BP had hoped to wow investors with the final version of its £10bn share swap with the government-run Rosneft at today’s meeting, after signing the deal in January.

But Rosneft last night said it would not extend the three-month deadline for sealing the deal, meaning BP, barring an 11th hour miracle, will today run out of time for its increasingly desperate talks with existing Russian oil partner TNK-BP, which BP runs with four oligarchs who operate under the name Alfa Access Renova (AAR).

BP had offered AAR a reported $27bn (£16.6bn)?to buy the group out of TNK-BP, which was turned down flat, and talks ended yesterday.

Today’s cut-off point means BP needs to negotiate a fresh deal with Rosneft that also keeps AAR sweet – although sources close to Rosneft said the firm will start the hunt for a different partner to explore its lucrative but closely-guarded Arctic oil reserves.

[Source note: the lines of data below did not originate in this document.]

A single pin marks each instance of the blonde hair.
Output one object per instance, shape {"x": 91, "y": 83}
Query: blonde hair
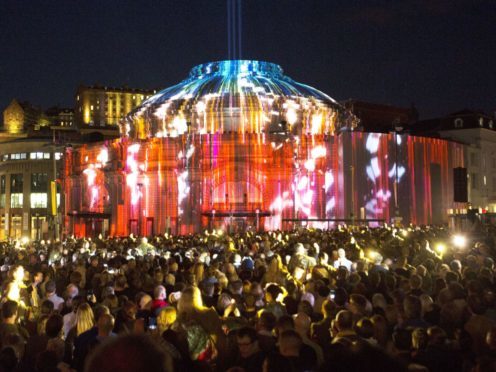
{"x": 85, "y": 319}
{"x": 166, "y": 318}
{"x": 189, "y": 303}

TNK-BP management will not make it easy for BP to convince them of a deal in any form, having instructed lawyers to look at launching a lawsuit against BP executives for failing to uphold the rights of the group.

One BP shareholder told City A.M. the firm has dismissed criticism of its attempts to deal with Rosneft and the Kremlin without the prior blessing of the AAR oligarchs.

“We had concerns about the legal risks as soon as the [Rosneft] deal was announced, but BP was quite emphatic, both publicly and privately, that the media were making a lot more of this than was justified,” said Karina Litvack, head of governance and sustainable investment at F&C.

BP’s annual meeting at the ExCel London centre today was already set to be a tumultuous gathering, with shareholders from around the world flying in to voice their fury at BP’s Gulf of Mexico disaster last April, which became the worst spill in US history.

Large investors, including US pensions giant Calpers and a raft of smaller ones, have voted against some directors’ appointments and pay.

While proxy votes were registered before the collapse of the Rosneft tie-in, shareholders said the topic will be a flashpoint at the meeting. “It will be a particularly bad-tempered affair,” according to one large investor.

But another said last night that BP will plough on with its attempts to do business with Rosneft, telling City A.M.:?“BP does not want to be a bid target, so this was a white knight transaction – with BP now put over a barrel, it could be very costly to get a deal that satisfies the TNK partners.”